Meine Idee war, dass beim Grinden die Nabe aus dem einen Ausfallende rausrutscht und an dem anderen nach oben biegt. Aber anscheinend ist die Situation ja anders 

Ich schnall grade nicht wie das Ausfallende nach innen verbiegen kann. Wenn du grindest wirkt kraft von unten auf das Peg ergo müsste das Ausfallende wenn überhaupt nach außen gebogen werden. 

Vielleicht kann das ja jemand auch ohne Bild besser beantworten, aber wenn keiner Lust hat möchte ich mal nen Bild sehen, schon allein aus Interesse. Ich kann es ir zwar so langsam vorstellen, aber mit nem Bild wäre es klarer.

Ich meine du hast sowas wie ne DMR laut Foto. Die Pitchfork baut 100%ig wesentlich tiefer. Wenn man sich Cruiser die den KHE anschaut dann düfte das etwa die Bauhöhe einer klassischen Cruisergabel sein. Von Salt gibt es für 60 Euro 2007 auch ne neue Cruisergabel aber was die hält kann man sich ja ausmalen.

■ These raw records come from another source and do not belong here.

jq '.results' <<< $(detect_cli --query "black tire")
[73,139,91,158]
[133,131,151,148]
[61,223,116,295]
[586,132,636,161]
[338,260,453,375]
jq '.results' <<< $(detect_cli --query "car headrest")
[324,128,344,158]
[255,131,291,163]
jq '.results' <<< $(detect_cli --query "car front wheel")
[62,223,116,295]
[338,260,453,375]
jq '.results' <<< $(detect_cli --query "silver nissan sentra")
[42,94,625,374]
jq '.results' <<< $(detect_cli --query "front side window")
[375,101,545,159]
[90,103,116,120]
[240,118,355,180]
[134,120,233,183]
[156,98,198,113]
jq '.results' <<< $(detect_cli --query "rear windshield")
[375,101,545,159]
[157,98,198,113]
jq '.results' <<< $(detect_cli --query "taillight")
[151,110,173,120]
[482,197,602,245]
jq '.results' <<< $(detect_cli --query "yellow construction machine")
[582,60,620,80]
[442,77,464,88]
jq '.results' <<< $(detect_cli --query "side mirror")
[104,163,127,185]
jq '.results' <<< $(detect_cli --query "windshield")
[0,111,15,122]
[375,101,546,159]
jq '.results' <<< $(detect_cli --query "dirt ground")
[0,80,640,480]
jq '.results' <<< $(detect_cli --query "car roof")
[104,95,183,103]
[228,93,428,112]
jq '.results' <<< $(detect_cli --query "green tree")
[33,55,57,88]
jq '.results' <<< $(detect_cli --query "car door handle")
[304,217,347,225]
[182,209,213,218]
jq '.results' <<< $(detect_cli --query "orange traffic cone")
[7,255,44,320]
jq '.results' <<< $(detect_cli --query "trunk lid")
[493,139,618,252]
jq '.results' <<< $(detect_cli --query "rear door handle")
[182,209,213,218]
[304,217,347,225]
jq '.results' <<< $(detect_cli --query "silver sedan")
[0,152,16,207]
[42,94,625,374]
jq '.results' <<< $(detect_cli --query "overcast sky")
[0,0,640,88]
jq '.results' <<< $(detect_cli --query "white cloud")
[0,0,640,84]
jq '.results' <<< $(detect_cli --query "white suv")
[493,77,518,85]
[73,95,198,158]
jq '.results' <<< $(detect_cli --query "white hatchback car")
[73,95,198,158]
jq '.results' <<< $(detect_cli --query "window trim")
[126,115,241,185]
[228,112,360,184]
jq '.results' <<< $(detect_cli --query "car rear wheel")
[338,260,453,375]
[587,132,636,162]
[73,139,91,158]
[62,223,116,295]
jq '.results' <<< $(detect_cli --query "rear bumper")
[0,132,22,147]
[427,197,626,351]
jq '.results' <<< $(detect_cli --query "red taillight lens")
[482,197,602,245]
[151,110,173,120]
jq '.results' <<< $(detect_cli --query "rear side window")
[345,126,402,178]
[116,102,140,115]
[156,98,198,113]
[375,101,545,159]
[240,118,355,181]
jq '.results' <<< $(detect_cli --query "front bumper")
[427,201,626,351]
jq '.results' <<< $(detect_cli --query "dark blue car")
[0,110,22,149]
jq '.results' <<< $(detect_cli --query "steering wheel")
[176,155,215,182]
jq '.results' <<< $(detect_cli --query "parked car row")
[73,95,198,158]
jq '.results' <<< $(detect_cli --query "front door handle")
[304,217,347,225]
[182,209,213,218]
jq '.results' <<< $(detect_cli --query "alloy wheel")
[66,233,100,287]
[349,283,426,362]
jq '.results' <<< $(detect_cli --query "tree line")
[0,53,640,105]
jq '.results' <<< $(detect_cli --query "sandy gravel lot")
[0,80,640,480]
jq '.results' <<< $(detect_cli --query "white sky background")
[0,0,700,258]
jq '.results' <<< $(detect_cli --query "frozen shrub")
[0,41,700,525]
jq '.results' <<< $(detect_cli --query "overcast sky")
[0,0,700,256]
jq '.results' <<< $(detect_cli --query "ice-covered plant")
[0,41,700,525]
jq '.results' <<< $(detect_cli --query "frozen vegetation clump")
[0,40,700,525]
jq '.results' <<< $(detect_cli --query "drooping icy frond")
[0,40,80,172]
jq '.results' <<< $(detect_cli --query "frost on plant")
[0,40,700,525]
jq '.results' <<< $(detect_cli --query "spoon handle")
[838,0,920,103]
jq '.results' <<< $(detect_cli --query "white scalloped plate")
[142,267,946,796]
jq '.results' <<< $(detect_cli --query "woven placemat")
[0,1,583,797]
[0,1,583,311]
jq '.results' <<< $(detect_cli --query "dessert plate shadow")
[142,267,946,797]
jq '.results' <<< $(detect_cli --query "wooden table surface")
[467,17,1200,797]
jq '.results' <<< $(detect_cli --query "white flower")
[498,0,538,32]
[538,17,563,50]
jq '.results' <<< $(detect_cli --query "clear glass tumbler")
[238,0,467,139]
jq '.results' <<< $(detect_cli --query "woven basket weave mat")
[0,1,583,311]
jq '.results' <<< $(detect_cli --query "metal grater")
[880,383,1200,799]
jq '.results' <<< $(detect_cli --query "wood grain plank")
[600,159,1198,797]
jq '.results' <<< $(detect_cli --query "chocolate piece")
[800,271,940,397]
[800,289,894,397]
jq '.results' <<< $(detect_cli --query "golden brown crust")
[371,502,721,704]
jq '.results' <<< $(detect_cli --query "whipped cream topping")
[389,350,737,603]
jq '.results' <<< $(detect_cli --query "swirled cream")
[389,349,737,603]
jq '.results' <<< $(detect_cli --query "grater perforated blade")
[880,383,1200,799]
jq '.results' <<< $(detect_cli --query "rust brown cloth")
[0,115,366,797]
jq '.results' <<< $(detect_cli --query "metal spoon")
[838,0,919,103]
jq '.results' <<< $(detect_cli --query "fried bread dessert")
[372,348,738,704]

Kannst du gerne mit ner Cruisergabel versuchen. Ich kann dir auch gerne mal die Nugget Geo oder die des Revell (sind ja identisch) aufmalen und dann zeigen wie sich die Fahreigenschaften mit einer Cruisergabel ins unfahrbare ändern.


----------



## paule_p2 (18. Dezember 2006)

ich habs hier mal schematisch aufgemalt, das man es sich besser vorstellen kann.


----------



## Flatpro (18. Dezember 2006)

sido hat durchweg recht!


----------



## Vollblutbiker (18. Dezember 2006)

also das mit dem unfahrbar will ich sehn, meine identiti is glaub 450mm hoch, des innenlager is genau auf einer höhe mit h- und v-achse

danke paulchen, voll am lernen, was?


----------



## MTB-News.de




----------



## SIDDHARTHA (18. Dezember 2006)

Wie kann das Ausfallende denn so verbiegen ohne, dass die Achse mit verbiegt?

Das Problem lässt sich IMHO nur mit massiveren Ausfallenden behaben.

Hast du jetzt dieses DMR Ding oder ne Identiti. Bei letzterer kann ich mir das gar nciht vorstellen die Ausfallenden sind so massiv wie bei BMX Dirtforks.


----------



## Vollblutbiker (18. Dezember 2006)

dat teil is 6mm dick, also dacht ich dass es hält, hab aber nich lang genug drüber nachgedacht, aber man sieht schon wo die schwachstelle is.
ich will einfach nur wissen ob einer hier vlt ne idee hat dass ich des peg weiterfahrn kann


----------



## 1lLu$ioN (18. Dezember 2006)

Ja ne echt sido, ich wusste dass er ne identiti hat deshalb dachte ich wenn er so zufrieden is, kann er sie ja verkaufen und ne 20mm nehmen, weil das dann auf jednefall halten wird...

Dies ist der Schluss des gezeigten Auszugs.